Error: usage: train_net.py [-h] [--config-file FILE] [--resume] [--eval-only] [--num-gpus NUM_GPUS] [--num-machines NUM_MACHINES] [--machine-rank MACHINE_RANK] [--test-dataset TEST_DATASET] [--no-segm] [--dist-url DIST_URL] ... train_net.py: error: unrecognized arguments: --train-dataset

I have used a very very small subset of imagenet and have successfully executed till generation of cutler_imagenet1k_train_r1.json. Please help!

frank-xwang commented 1 year ago

Hi @Greybeast, we have updated the codes to fix this issue.

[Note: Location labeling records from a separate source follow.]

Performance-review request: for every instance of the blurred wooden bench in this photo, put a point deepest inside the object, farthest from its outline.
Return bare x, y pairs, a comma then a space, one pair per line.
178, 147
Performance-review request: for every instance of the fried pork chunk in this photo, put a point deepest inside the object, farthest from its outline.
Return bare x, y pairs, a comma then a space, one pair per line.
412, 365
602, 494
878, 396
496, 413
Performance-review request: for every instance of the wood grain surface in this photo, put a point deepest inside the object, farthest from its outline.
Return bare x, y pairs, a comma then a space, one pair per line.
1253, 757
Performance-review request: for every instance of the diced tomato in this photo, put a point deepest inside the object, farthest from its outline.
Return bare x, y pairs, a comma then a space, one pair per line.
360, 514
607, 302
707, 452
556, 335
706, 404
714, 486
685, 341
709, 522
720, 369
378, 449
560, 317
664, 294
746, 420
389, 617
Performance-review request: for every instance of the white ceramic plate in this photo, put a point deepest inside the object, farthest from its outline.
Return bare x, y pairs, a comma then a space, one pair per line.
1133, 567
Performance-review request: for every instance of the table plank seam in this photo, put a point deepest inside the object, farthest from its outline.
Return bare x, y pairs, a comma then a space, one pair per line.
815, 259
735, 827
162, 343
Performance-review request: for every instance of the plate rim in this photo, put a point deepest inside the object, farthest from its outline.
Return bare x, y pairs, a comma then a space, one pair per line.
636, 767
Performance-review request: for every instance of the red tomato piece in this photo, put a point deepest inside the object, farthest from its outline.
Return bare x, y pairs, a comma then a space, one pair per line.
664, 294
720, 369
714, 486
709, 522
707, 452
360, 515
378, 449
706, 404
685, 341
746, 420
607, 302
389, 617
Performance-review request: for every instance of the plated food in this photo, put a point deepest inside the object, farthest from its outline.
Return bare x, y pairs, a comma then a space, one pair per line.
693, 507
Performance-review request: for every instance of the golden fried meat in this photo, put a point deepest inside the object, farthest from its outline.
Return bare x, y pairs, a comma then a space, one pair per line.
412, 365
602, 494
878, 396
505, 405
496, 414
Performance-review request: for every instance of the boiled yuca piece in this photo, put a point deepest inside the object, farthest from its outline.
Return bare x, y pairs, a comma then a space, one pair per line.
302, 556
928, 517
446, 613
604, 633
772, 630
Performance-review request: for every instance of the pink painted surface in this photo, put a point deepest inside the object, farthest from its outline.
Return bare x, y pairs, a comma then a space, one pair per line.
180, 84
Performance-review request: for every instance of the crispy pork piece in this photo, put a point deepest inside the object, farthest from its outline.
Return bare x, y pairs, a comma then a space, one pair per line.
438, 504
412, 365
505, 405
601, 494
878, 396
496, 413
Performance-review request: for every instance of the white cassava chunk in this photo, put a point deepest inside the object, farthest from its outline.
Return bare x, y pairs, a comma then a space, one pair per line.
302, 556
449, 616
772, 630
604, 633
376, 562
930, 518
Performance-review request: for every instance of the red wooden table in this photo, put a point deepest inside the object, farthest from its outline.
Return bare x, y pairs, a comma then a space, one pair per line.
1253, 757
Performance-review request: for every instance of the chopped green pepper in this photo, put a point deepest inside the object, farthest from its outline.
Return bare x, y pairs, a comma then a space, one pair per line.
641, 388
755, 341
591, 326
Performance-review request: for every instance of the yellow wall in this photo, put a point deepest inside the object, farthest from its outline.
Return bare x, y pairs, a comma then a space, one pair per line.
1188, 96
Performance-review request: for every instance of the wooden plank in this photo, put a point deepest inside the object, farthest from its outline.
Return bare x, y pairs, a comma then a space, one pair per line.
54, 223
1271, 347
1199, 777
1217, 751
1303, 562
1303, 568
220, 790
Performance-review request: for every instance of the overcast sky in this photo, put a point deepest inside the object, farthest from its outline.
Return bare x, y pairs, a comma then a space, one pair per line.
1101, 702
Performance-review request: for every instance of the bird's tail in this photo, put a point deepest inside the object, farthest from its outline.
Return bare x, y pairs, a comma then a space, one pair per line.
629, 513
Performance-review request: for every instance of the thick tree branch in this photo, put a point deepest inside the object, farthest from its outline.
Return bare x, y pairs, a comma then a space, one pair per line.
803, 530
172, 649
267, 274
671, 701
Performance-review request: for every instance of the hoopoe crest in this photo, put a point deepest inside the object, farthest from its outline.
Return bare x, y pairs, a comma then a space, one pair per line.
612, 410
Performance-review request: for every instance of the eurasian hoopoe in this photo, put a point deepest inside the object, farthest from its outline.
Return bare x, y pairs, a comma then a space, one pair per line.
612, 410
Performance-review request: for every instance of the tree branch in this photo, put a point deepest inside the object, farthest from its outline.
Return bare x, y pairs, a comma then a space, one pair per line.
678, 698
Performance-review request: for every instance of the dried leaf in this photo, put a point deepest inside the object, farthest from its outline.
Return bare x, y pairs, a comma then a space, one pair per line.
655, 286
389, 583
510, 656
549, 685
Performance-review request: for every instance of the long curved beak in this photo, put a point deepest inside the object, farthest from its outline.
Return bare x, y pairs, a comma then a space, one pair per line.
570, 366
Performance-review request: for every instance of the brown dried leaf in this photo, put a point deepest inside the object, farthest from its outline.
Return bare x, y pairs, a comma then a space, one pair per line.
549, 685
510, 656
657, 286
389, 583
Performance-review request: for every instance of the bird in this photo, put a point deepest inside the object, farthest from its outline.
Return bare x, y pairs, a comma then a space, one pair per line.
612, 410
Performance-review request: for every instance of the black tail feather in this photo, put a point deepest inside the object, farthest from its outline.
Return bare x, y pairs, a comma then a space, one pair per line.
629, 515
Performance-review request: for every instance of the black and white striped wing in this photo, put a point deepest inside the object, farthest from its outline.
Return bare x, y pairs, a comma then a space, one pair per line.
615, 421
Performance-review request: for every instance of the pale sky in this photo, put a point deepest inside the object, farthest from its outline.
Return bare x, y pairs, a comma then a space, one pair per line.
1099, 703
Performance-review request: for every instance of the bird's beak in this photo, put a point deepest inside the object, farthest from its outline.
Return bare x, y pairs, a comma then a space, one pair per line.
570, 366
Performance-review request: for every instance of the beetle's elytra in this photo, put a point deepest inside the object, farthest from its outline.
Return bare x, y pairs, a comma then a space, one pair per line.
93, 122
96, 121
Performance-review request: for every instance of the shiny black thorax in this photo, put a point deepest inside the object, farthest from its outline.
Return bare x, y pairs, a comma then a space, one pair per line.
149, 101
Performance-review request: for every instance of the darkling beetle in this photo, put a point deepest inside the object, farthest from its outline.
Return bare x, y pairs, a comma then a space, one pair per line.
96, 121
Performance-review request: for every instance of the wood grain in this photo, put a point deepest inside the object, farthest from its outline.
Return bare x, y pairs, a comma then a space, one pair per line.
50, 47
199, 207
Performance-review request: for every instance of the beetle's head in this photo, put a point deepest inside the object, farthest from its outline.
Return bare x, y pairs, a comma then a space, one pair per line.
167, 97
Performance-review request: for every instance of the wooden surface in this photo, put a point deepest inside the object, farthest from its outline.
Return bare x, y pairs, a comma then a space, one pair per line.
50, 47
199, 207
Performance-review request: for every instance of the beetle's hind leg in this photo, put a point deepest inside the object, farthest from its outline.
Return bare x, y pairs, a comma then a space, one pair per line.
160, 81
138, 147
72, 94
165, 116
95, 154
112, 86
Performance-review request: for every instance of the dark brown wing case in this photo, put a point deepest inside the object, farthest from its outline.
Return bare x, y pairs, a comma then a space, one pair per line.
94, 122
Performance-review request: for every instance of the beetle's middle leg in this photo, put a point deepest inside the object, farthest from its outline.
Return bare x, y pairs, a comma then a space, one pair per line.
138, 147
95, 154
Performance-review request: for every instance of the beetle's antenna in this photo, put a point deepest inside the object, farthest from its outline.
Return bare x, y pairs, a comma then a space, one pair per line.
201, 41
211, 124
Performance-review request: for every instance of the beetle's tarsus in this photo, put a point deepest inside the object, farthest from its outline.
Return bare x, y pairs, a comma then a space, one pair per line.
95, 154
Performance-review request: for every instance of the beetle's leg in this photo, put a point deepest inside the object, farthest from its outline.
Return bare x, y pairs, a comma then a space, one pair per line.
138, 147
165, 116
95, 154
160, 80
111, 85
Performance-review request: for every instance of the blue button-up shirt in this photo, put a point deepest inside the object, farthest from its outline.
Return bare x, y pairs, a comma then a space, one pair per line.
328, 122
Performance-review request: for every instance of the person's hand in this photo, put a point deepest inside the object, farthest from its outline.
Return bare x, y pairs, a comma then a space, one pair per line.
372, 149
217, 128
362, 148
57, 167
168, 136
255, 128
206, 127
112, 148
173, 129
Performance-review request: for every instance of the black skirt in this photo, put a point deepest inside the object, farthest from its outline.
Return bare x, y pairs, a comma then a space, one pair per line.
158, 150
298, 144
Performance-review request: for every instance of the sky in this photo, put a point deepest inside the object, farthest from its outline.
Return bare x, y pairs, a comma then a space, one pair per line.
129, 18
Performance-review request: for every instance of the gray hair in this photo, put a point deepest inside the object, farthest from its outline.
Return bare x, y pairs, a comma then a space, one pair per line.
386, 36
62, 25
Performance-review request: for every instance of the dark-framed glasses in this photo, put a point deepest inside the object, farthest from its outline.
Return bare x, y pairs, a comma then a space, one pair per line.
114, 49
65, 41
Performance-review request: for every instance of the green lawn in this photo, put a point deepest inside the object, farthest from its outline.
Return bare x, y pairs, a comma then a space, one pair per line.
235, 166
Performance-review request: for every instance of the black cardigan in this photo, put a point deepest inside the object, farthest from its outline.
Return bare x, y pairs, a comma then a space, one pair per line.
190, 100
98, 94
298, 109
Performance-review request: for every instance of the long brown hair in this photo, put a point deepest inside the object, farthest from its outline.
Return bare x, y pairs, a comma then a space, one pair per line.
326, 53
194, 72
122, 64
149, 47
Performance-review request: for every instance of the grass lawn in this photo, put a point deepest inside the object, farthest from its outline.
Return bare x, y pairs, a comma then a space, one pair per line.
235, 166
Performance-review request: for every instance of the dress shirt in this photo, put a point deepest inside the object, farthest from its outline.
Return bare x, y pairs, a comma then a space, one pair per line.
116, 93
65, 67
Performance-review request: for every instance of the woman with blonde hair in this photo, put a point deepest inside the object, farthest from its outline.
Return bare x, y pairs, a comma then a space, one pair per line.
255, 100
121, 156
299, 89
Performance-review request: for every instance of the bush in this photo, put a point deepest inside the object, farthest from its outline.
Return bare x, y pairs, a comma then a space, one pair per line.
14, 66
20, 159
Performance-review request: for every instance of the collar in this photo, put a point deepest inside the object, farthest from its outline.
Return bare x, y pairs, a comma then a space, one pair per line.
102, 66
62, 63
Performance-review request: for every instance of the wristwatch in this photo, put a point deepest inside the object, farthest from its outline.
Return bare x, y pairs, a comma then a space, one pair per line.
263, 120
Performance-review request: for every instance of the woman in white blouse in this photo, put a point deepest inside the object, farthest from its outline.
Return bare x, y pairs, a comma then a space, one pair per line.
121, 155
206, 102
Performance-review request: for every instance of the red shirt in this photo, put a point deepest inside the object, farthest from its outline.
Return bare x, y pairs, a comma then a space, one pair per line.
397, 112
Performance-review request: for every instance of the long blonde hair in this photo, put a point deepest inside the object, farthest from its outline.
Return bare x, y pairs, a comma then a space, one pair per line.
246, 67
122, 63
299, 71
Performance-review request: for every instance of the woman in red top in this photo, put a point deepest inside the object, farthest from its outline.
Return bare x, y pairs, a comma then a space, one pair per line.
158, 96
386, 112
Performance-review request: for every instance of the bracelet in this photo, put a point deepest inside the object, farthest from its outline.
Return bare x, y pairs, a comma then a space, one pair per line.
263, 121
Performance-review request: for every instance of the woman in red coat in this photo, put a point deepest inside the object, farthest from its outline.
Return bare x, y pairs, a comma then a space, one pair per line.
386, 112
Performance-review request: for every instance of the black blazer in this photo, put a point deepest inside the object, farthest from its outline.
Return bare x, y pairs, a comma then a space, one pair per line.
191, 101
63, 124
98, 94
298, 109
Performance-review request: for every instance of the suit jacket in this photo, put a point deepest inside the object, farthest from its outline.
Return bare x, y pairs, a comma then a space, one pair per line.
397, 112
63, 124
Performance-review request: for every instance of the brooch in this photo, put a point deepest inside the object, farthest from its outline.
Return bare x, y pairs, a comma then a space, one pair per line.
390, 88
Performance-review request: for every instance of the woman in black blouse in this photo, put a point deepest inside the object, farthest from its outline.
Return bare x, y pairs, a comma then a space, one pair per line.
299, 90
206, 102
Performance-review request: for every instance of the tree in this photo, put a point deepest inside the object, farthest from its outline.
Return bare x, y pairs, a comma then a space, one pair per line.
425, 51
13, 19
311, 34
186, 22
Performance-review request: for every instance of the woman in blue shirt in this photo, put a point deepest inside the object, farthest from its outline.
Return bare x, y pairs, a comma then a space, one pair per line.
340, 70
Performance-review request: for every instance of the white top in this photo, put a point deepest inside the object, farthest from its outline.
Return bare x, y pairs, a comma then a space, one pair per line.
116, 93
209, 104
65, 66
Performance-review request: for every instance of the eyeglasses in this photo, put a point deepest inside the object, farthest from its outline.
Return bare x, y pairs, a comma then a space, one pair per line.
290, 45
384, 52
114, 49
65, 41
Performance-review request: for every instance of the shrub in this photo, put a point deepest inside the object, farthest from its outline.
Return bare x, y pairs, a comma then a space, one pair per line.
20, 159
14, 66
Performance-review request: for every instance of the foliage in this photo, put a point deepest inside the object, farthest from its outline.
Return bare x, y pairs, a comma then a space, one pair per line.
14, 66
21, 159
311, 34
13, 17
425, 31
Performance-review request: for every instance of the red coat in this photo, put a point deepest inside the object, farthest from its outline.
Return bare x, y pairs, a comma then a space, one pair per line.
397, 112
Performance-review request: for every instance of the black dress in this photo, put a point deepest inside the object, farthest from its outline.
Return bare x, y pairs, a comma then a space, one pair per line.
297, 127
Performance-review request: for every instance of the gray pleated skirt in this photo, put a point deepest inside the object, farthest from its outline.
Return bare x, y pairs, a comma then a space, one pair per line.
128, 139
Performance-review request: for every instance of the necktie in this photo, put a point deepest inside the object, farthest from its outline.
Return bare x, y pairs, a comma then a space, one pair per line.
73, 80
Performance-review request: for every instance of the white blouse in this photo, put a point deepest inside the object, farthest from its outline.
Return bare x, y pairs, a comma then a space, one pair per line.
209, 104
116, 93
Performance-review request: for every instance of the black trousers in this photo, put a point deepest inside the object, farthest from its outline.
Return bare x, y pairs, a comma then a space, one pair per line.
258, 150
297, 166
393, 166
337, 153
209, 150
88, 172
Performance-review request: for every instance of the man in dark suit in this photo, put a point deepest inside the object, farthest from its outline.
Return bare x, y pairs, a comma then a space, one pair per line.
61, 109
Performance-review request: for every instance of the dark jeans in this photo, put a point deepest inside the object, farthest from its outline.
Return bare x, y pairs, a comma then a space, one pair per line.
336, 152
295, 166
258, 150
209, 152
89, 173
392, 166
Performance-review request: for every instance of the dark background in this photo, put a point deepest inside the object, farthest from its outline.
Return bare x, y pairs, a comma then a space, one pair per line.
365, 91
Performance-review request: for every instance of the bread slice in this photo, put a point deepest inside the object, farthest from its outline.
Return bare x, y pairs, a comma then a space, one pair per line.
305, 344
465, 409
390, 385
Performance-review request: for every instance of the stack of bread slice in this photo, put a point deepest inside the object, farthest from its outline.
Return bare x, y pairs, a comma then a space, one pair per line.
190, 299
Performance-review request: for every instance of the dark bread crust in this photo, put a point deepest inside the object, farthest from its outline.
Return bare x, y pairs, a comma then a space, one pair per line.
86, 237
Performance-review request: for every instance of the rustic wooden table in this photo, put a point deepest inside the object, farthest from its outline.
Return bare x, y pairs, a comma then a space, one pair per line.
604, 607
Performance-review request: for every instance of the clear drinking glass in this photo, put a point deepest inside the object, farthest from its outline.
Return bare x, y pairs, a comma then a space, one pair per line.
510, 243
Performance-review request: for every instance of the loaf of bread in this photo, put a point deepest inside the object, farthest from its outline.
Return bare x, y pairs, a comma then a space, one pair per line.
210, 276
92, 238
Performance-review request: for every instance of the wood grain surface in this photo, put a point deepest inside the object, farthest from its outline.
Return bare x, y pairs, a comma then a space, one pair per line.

Also, you can remove the "--train-dataset imagenet_train_r1" command and modify the arguments in "model_zoo/configs/CutLER-ImageNet/cascade_mask_rcnn_R_50_FPN_self_train.yaml" directly. This is Detectron2's recommended way to change configurations.

Both methods should fix your bugs. Please let us know if they work. Thank you! XD

frank-xwang commented 1 year ago

Closing it now. Please feel free to reopen it if have further questions.